The Citizen: Weekly Serial
QCF Magazine features a litererary serial about mental illness, Cincinnati, civil unrest and the world after 9/11

Entry 3
By Steven Paul Lansky
©2005 All Rights Reserved

"Lacey #1 "

We went to two parties together, both in one evening. The first was a fiftieth birthday for a local activist videographer I’ll call Barbara. Barbara’s partner, Michael, is one of Cincinnati’s most prominent theater directors. Both are friends and fellow collaborators of mine. Each has contributed to my education as a writer and performer.

The setting was the urban Mt. Auburn home of an architect and artist couple. Mt. Auburn is a racially mixed and mixed-income residential area between the hospital district and what could be called ghetto. It was a house surrounded by the green of foliage from trees, bushes and houseplants. Orange and yellow day lilies were in bloom. The owners are serious gardeners. The party started inside in the kitchen sprawled down some wooden steps into the back patio and beyond onto the driveway.

Lacey didn’t know how famous all the local luminary greats were. I am forty-three and have long gray hair, tonight covered by a Panama hat. Lacey, twenty-one wore a bright yellow dress and sandals—her legs were mucho furry. A lithe dancer, sleight, tiny compared to me, features elfin where mine are wide and generous, Mediterranean. Lacey’s eyes spoke of depth, their gaze and focus implored seriousness, her grin, whimsy blended discreetly with mystery as it held long as her gaze with a row of even white teeth. Her mother ran a small Empress Chili-shop ice cream stand on the river highway east of Cincinnati. Lacey had been raised in the small town of New Richmond. When I was a teenager, I used to bicycle upriver on the Kentucky side, take the New Richmond ferry, and then cycle home along the Ohio, past River Downs and Coney Island.

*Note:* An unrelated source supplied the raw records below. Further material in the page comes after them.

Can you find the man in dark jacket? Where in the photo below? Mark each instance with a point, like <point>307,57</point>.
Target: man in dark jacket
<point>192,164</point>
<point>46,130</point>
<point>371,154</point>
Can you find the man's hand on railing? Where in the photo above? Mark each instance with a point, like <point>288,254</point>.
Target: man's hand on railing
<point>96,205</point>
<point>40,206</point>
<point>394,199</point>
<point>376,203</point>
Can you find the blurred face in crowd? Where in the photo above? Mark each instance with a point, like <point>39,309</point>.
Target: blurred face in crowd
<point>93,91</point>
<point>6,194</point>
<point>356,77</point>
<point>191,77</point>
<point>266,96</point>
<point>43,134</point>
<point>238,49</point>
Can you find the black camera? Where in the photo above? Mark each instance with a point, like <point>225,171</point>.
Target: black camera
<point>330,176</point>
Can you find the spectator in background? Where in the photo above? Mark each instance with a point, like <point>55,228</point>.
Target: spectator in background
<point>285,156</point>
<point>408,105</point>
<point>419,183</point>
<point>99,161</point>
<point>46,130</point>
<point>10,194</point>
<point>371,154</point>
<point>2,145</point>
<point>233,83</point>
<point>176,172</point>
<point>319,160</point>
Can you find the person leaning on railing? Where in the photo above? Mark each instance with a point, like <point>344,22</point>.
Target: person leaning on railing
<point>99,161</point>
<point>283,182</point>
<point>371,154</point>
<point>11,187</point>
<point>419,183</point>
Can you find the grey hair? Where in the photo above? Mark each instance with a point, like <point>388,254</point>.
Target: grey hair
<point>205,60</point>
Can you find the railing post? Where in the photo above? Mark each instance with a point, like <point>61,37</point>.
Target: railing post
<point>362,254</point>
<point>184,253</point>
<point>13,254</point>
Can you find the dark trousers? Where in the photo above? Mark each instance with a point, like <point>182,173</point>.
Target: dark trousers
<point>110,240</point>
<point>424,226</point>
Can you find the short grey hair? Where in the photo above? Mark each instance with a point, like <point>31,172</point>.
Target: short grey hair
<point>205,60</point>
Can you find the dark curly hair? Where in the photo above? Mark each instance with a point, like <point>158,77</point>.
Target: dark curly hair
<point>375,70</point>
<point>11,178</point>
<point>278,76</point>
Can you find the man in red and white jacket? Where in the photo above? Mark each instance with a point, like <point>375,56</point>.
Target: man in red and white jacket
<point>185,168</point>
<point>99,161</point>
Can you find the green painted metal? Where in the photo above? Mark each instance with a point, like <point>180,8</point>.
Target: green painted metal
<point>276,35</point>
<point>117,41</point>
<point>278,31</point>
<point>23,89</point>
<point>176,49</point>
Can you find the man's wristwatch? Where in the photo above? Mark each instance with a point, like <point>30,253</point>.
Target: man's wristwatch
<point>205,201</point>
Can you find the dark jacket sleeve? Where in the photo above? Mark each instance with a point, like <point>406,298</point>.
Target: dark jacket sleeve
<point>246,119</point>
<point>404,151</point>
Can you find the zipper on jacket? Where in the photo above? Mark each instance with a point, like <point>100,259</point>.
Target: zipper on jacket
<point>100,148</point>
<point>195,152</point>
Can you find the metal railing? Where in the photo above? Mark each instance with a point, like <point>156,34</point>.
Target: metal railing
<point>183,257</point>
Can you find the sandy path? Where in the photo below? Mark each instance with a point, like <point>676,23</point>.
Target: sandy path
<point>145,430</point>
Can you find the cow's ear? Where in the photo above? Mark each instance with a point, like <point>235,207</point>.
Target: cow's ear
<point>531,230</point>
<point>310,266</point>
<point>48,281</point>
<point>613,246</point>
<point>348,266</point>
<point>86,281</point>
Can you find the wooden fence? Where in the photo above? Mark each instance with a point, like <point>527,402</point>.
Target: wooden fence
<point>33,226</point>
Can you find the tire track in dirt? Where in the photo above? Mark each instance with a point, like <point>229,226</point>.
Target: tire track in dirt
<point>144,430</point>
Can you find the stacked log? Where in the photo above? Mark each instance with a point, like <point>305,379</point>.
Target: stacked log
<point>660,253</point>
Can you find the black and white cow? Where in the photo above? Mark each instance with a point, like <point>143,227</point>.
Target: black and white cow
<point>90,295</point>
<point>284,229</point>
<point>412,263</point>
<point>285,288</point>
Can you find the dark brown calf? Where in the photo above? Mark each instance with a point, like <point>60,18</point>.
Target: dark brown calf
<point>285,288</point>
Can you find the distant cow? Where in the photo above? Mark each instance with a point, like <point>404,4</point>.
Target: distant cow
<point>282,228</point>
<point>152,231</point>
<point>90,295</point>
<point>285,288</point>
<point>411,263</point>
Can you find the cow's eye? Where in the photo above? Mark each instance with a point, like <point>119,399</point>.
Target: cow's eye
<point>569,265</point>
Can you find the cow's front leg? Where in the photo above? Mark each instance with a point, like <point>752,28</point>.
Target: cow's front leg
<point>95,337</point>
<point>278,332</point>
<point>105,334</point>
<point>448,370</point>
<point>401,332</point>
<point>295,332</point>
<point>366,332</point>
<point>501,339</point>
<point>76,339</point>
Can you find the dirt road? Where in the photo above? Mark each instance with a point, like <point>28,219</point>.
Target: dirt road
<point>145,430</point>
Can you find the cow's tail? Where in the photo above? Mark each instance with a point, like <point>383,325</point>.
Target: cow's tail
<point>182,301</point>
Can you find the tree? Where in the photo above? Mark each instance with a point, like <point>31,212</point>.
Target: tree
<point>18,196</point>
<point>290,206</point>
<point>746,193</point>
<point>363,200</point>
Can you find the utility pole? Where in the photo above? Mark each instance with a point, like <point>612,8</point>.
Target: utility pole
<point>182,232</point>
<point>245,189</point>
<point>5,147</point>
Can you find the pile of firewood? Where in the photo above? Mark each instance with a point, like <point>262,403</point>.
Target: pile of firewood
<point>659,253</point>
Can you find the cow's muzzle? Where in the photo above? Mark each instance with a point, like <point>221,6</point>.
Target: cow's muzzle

Barbara asked Lacey some innocent questions, to learn she is a theater and dance student at Northern Kentucky University. As the crowd grew we talked with Barbara’s mother, up to Cincinnati from Florida. A small group of early arrivals doted on her presence, gentle, sincere, and warm. Later, matronly women took my attention—is she your daughter? Your student? She is a daughter and a student. But with a deep breath and a wry smile, not mine. We escaped the matronly women for indoors where a jazz quartet performed with energy. Lacey sipped wine. I tried to fill up on chicken fingers, and stuffed hors d’oeuvres. Why? As the lawn began to fill with the artsy crowd with whom I had hobnobbed when married, I now beat a singular retreat, Lacey gracefully stepping along.

The second party at an industrial loft, in the David Shoe building was mid-performance when we arrived. This location, in a mostly black urban ghetto, had a frenetic energy on the street that slipped through the door with us. A blue bulb lit a microphone where poets were rattling away, toking joints, beating congas, angularly attired, in lumps on the floor, steel pillars blocking chairs, pillows around. A haze of smoke, bottles of wine—men with berets and velvet jacket shouting tension. Shtick pouring out of the poets’ young pores. Lacey drifted from me, unmoored as I was, after she confessed in an animate whisper, her face close to mine, a strong interest in the fellow with the velvet coat. Ahh—I had one in my past—but now I opted for white linen and silk—I felt nervous—too much party, too much buzz, buzz. Too much style, too much shtick elbowing here and there at others. Thinking remotely of decorative verse, The New Yorker and how this whole scene was painted a little rough-edged, a little Cincinnati urban. I had no idea of what was to come when I would leave this inbred city where I felt shtick was re-invented from shouting to cursing . . . . Yet my peers were here, too and I felt like I liked them better in the academic setting than here in the warehouse ghetto. My community-based roots were turning bourgeois and I could feel it. My shoes were scuffed but my heart was scraping.

Lacey’s charms were close but she had already wrenched more of my heart than I ever would of hers. She spun with ecstatic energy. I sat in serenity. She chided that I was too sedate, not wild and energetic. Too static, insufficiently kinetic.